Over the weekend I knocked up a little SBT plugin to wrap all of my Javascript resources in my Lift projects and deploy them as one big minified file. Read on to find out how it works, then grab yourself a copy and take it for a spin.
The plugin scans your webapps
directory (where all of your static HTML, Javascript, and CSS files live) and looks for files with the extensions .jsm
or .jsmanifest
. These files, called _Javascript Manifests_, describe lists of Javascript sources that should be combined into a single file. For example:
# You can specify remote files using URLs...
http://code.jquery.com/jquery-1.5.1.js
# ...and local files using regular paths
# (relative to the location of the manifest):
lib/foo.js
bar.js
# Blank lines and bash-style comments are also supported
Manifest compilation happens in two phases: first, the plugin downloads and caches any remote scripts specified using URLs. Second, it feeds all of the sources (remote and local) into Google’s Closure Compiler, which concatenates them and minifies everything (and provides excellent services like static type checking to boot). The output from the compiler is a .js
file with the same base name and relative path as the original manifest.

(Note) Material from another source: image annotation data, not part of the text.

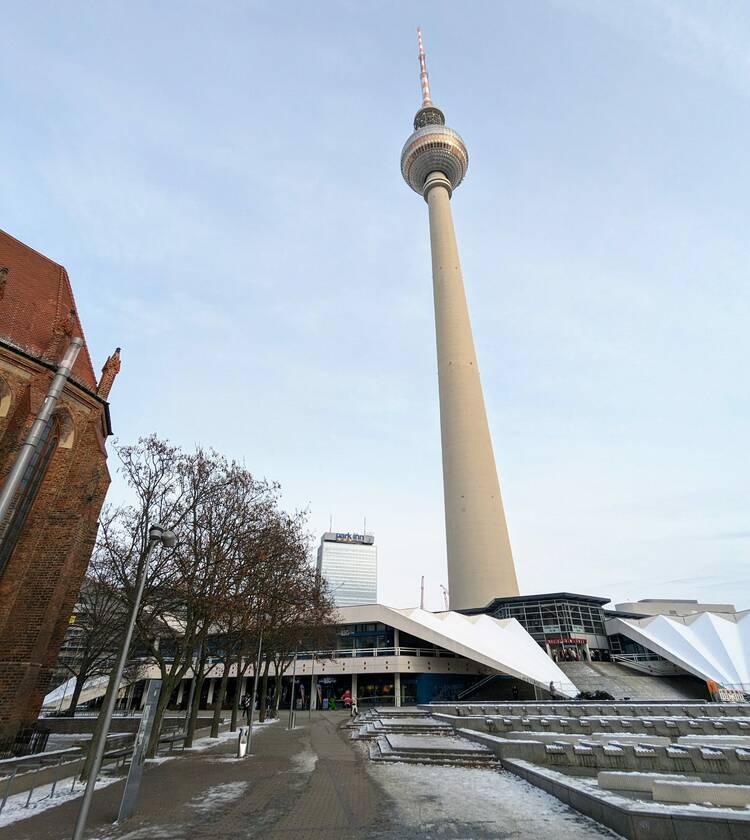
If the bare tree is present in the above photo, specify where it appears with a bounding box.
[59,550,126,713]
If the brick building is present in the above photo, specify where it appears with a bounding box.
[0,231,120,738]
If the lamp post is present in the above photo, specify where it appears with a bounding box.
[245,615,271,756]
[287,645,299,729]
[73,525,177,840]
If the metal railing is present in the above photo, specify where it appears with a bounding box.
[0,726,49,759]
[297,646,458,661]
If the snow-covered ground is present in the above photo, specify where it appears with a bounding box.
[185,718,279,752]
[187,782,250,814]
[0,775,122,828]
[367,762,619,840]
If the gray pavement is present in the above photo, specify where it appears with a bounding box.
[0,712,615,840]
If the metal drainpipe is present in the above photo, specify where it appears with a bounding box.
[0,336,83,538]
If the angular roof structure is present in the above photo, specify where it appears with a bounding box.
[607,610,750,687]
[0,230,96,391]
[338,604,578,697]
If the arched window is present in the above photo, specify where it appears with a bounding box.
[0,417,60,572]
[0,376,12,417]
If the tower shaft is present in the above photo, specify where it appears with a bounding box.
[424,172,518,609]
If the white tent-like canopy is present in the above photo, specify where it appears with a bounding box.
[607,610,750,688]
[339,604,578,697]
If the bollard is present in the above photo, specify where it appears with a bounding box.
[49,756,62,799]
[0,767,18,814]
[237,726,248,758]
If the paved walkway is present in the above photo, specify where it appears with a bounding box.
[0,712,614,840]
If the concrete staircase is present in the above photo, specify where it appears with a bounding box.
[348,708,506,767]
[558,662,706,701]
[369,730,497,767]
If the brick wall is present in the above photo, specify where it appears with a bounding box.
[0,346,110,737]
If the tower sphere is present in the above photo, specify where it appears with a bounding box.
[401,104,469,195]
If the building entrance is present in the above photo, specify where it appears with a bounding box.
[546,636,591,662]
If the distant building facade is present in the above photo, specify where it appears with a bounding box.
[615,598,737,616]
[318,531,378,607]
[459,592,609,661]
[0,231,120,738]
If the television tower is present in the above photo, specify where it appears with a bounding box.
[401,29,518,610]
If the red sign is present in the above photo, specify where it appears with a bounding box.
[546,636,586,645]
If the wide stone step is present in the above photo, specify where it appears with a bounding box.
[370,738,496,767]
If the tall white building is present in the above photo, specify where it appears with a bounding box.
[318,531,378,607]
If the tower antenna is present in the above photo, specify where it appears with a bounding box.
[417,26,432,108]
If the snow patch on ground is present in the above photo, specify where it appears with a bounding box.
[185,718,279,752]
[187,782,250,814]
[367,762,618,840]
[289,749,318,773]
[0,776,122,828]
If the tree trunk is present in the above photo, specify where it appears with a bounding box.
[68,671,88,716]
[211,654,232,738]
[273,657,284,717]
[146,678,175,758]
[229,654,244,732]
[258,657,271,723]
[185,662,206,747]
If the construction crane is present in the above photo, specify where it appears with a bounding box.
[440,583,449,611]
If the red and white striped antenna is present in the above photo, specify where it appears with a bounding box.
[417,26,432,108]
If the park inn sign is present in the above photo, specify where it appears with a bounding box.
[323,531,375,545]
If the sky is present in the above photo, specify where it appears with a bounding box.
[0,0,750,609]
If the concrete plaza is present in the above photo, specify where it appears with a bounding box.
[0,712,615,840]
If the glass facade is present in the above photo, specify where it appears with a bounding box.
[493,600,607,641]
[318,533,378,607]
[470,592,609,659]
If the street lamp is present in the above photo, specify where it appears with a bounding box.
[73,525,177,840]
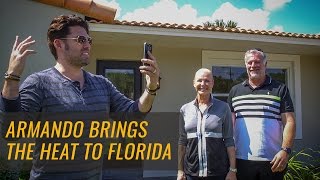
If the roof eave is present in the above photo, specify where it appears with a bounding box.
[89,23,320,46]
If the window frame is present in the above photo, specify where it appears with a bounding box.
[202,50,302,139]
[96,59,142,100]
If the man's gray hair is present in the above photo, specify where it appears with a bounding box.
[244,48,267,64]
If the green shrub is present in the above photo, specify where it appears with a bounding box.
[284,147,320,180]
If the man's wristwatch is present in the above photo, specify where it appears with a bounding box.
[281,147,291,154]
[229,167,238,173]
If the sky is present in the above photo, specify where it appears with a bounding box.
[96,0,320,34]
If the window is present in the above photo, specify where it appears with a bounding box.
[97,60,142,100]
[202,50,302,139]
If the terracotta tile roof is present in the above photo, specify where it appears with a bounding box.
[88,19,320,39]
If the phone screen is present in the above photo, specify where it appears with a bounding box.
[143,42,152,59]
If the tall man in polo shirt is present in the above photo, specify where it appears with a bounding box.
[228,49,295,180]
[0,15,160,179]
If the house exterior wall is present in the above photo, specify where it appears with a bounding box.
[0,0,82,88]
[295,56,320,149]
[86,44,201,112]
[86,45,320,149]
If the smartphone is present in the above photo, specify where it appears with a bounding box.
[143,42,152,59]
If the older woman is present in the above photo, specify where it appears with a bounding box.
[177,68,237,180]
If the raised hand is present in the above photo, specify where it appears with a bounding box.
[140,51,160,89]
[7,36,36,76]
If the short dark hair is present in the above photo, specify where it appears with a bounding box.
[47,14,89,59]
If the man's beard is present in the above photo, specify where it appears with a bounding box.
[65,44,89,68]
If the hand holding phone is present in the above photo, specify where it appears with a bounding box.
[143,42,152,59]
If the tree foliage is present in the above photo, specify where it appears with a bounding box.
[203,19,238,28]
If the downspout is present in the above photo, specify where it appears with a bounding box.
[34,0,117,23]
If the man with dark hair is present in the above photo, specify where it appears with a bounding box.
[228,48,295,180]
[0,15,160,179]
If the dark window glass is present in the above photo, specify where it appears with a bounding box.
[97,60,142,100]
[105,69,134,99]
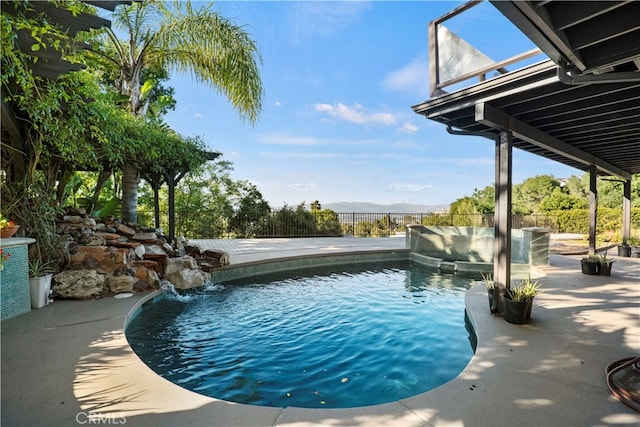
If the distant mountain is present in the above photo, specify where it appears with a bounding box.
[321,202,449,213]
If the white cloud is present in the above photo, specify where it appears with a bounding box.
[389,182,433,193]
[314,102,396,126]
[291,1,369,40]
[260,151,352,160]
[398,122,419,135]
[287,182,318,191]
[259,133,323,146]
[382,55,429,97]
[257,132,380,147]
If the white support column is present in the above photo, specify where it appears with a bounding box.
[493,130,513,289]
[589,165,598,255]
[622,179,631,243]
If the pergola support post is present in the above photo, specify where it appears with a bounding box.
[493,130,513,297]
[589,165,598,255]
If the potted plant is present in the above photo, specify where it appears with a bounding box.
[502,277,542,325]
[598,252,615,276]
[29,259,55,308]
[0,214,20,239]
[480,273,502,314]
[618,240,631,258]
[580,255,600,275]
[627,237,640,258]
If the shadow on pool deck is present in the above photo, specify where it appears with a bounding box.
[1,238,640,426]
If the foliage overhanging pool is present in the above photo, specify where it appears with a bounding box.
[126,261,475,408]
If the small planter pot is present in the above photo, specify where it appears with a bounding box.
[598,262,613,276]
[618,246,631,258]
[0,225,20,239]
[580,260,600,275]
[487,287,503,314]
[502,295,533,325]
[29,274,53,308]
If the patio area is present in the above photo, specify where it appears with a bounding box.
[0,236,640,426]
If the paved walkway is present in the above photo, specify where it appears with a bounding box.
[0,237,640,427]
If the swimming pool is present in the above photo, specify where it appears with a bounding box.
[126,261,474,408]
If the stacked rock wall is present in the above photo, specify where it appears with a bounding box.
[52,215,228,299]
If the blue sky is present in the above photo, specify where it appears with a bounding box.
[165,1,580,207]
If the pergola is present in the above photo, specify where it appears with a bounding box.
[413,1,640,287]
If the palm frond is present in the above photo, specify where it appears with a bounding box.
[148,2,264,122]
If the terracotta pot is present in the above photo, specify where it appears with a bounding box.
[0,225,20,239]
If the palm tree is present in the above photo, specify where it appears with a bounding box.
[101,0,263,222]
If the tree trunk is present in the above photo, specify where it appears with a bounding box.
[122,163,140,223]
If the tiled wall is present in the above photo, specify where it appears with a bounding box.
[0,244,31,320]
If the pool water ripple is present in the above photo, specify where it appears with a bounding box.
[126,263,473,408]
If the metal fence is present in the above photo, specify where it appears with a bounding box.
[254,211,556,237]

There’s not a lot more to it than that. The plugin hooks into SBT’s standard compile and package phases, so your Javascript gets rebuilt automatically alongside your Scala code. If this sounds useful to you, please feel free to grab a copy and take it for a spin. Full details are available in the README on Github.
I should point out that there are other useful SBT plugins that do a similar job. For example, I plagiarised extensively from Jon Hoffman’s YUI Compressor plugin and Luke Amdor’s Coffee Script plugin when writing my code. These two particular examples don’t do file combination, though, and that was an important feature for my specific use case.